Buffets are like candy stores. Better if the menu is full of your favourite items. You start eating, one dish at a time. The starters are enticing, you want to try them all. You take the second, third helpings of tikkas because they are so darn good. The main course is in your sight. Naan, biryani, mutton curry are over-flowing in your plate when you are hit with the rude realisation: “I’m done!" The buffet suddenly seems overwhelming. Could I have skipped the starters, you wonder? You think you’ve eaten a lot. You know you have eaten a lot. Must be my tiny appetite for not doing justice to the lovely spread, you blame yourself. That’s exactly what separates us (the amateurs) from the professional binge eaters, who are masters in the art of mukbang.
Mukbang is a trend that started in South Korea in 2010 and literally translates to “eating broadcast.” According to food blogger Simon Stawski, who co-founded Eat Your Kimchi, mukbang became popular due to the lack of companionship while eating. Stawski told TODAY Food, “In Korea, it’s not common for people to go out to eat by themselves. Dining is a social activity, and you don’t sit and eat alone. For those that can’t eat with others, they’ll more than likely stay home to eat alone, but they’ll still have the urge to socialize while eating, which is what I think mukbangers replicate.”
As the craze for mukbang gained pace, people started live-streaming the binge-eating videos on platforms such as Twitch and YouTube, which resulted in a global reach of the trend. Typical mukbang videos have the creators gorge on the food with a very prominent sound of biting, chewing, and slurping that causes an Autonomous Sensory Meridian Response (ASMR). Many believe ASMR is a big reason behind the craze for mukbang.
In recent years, several Indian content creators have taken to mukbang. While mukbang videos in South Korea had dishes that ranged from spicy noodles, dumplings, fried chicken, Indians can be seen binging on almost everything, from kilos of mutton/chicken biryani to a whole leg of lamb roasted along with an oily curry.
Take Madhuri Lahiri for example. She runs the channel MaddyEats on YouTube with 1.85 million subscribers. In one of her videos earlier this year, Madhuri finished 100 momos in one sitting. Yes, 100 momos.
While Madhuri ate 100 momos, Jyoti Dhoundiyal, who runs the channel Foodie JD that has over 400,000 subscribers, finished 50 fried eggs in one sitting in one of her videos.
Does It Pay?
Indian mukbangers eat a variety of delicacies in their videos that includes food from restaurants as well as homemade food.
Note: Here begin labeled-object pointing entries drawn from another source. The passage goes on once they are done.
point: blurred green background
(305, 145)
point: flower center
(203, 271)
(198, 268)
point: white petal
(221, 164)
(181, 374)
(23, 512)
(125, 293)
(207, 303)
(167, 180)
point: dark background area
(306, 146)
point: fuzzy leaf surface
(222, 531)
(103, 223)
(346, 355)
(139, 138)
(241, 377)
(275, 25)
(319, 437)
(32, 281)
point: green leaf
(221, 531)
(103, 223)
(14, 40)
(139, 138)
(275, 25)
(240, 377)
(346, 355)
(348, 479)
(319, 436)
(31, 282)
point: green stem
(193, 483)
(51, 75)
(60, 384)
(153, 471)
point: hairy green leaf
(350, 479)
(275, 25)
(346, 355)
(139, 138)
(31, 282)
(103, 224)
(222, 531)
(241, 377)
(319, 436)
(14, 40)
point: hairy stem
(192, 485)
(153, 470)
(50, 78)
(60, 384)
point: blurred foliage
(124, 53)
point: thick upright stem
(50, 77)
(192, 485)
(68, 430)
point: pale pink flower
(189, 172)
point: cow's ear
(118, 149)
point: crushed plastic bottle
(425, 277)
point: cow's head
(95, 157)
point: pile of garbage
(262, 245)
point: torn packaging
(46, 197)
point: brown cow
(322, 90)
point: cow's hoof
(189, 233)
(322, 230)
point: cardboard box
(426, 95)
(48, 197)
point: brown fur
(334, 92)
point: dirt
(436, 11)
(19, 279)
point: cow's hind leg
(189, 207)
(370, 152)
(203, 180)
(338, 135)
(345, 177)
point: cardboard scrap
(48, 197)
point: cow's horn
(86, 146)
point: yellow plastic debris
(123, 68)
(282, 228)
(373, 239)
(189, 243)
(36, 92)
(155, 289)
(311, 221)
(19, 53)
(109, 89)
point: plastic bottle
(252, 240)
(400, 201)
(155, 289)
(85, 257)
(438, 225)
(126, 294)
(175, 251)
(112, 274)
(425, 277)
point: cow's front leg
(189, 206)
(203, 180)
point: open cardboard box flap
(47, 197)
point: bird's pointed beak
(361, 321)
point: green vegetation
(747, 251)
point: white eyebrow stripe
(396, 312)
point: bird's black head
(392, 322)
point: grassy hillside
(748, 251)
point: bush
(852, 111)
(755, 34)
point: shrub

Both would require quite the amount of money and, therefore, the content should bring in revenue in order to be sustainable.
Kumar runs the YouTube channel Saapattu Raman that features his father and currently has 1.22 million subscribers. Back in 2019, when his channel had 3,74,000 subscribers, Kumar had told The Print that he earned up to Rs 9 lakh a month by posting just one video per week.
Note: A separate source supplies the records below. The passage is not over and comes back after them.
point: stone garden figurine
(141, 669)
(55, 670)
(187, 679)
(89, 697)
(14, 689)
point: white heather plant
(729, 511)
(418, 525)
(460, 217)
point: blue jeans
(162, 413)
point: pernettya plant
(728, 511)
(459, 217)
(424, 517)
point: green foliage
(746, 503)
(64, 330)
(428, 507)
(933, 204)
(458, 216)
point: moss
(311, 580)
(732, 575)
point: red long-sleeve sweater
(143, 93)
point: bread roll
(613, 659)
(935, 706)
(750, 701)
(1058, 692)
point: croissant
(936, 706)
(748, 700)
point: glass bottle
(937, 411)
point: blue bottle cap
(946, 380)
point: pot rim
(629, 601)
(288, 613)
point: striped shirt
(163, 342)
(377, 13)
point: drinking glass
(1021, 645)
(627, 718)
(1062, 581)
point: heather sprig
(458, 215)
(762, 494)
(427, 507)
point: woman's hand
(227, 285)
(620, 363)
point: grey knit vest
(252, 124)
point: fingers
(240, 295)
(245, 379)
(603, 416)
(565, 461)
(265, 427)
Is Mukbang a Little Weird?
While the millions of views speak volumes of the fact that mukbang videos have quite a big fan following, for some, they remain cringe-worthy. “I never for once in my life could watch a mukbang video for more than a minute. Be it an Indian mukbang video or a video created by someone residing outside India. The question remains unchanged i.e. Why would I want to sit and look at people eat and that too in such a nasty manner?" Anindita Ghosh, who runs the page @the.gastronomical.voyage on Instagram told News18.com.
“I don’t really understand why people watch these videos. Maybe they are hungry, maybe they want to binge eat but can’t so they satisfy their cravings by looking at someone else stuffing their face more than their mouths can hold. Or maybe they just enjoy the nasty chewing and eating ‘ASMR’ effects," added Anindita.
Is Mukbang Healthy?
It goes without saying that eating such a humungous amount of food in one sitting can never lead to good health. Dr Bhaskar Bikash Pal, a gastroenterologist at Peerless Hospital, Kolkata, told News18.com: “Just like binging on alcohol is harmful, binge eating such large quantity of food that often includes red meat is harmful and can lead to several health problems including hypertension, high cholesterol and fatty liver."
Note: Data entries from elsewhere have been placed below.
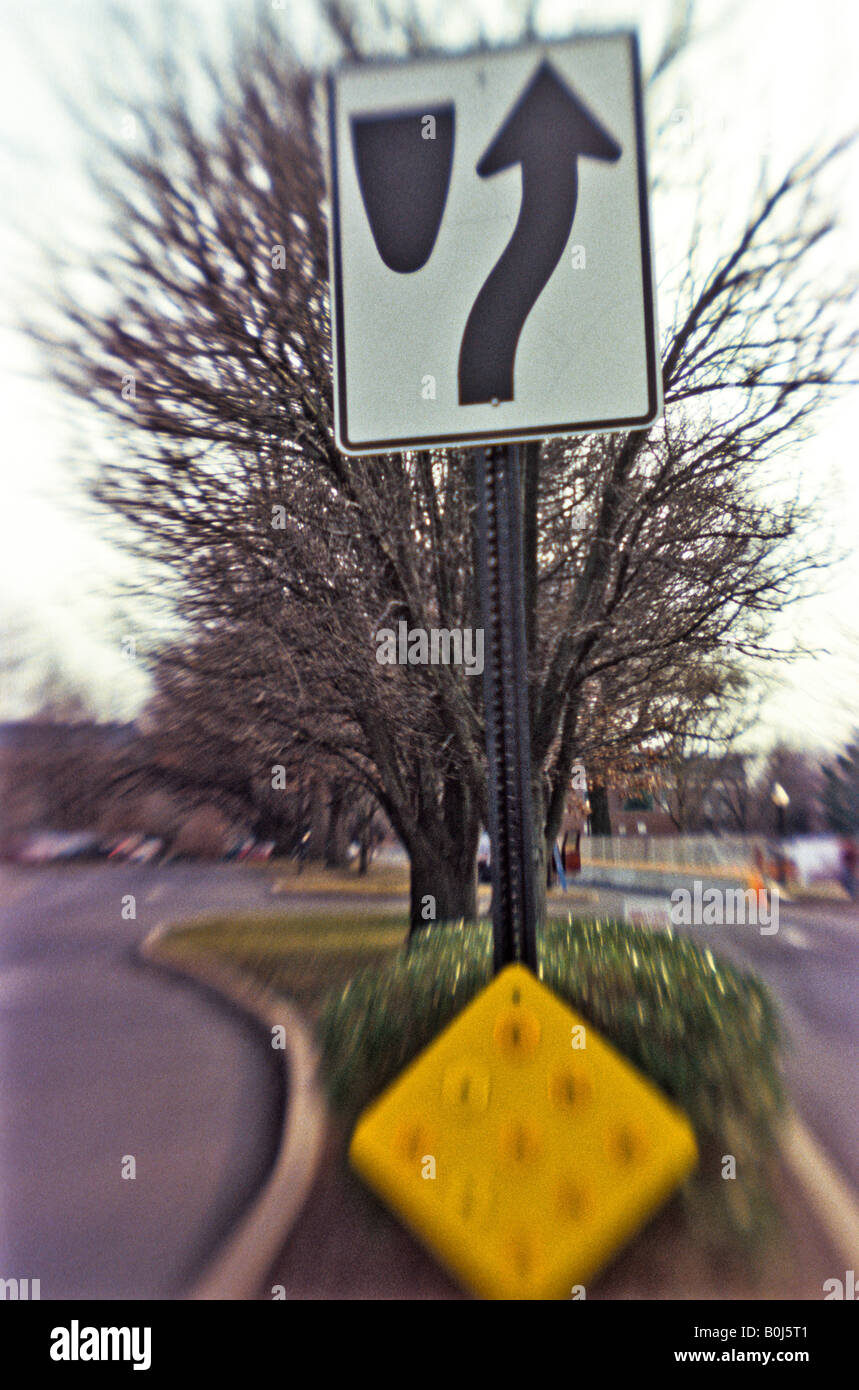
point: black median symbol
(403, 164)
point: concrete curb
(829, 1193)
(239, 1266)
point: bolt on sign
(492, 281)
(491, 248)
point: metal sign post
(506, 706)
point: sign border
(484, 437)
One such example of a person starting off seemingly “healthy" to facing health problems (by own admission and video documentation) many mukbang videos later, Nikacodo Avocodo, a notorious content creator on YouTube has faced criticism for “glamorising" over-eating, and prioritising views over health.
With that said, mukbang in India remains a polarising content. Loving or hating it is your choice as long as you are a viewer. But if you plan to indulge in the art of mukbang, keep the experts on speed dial.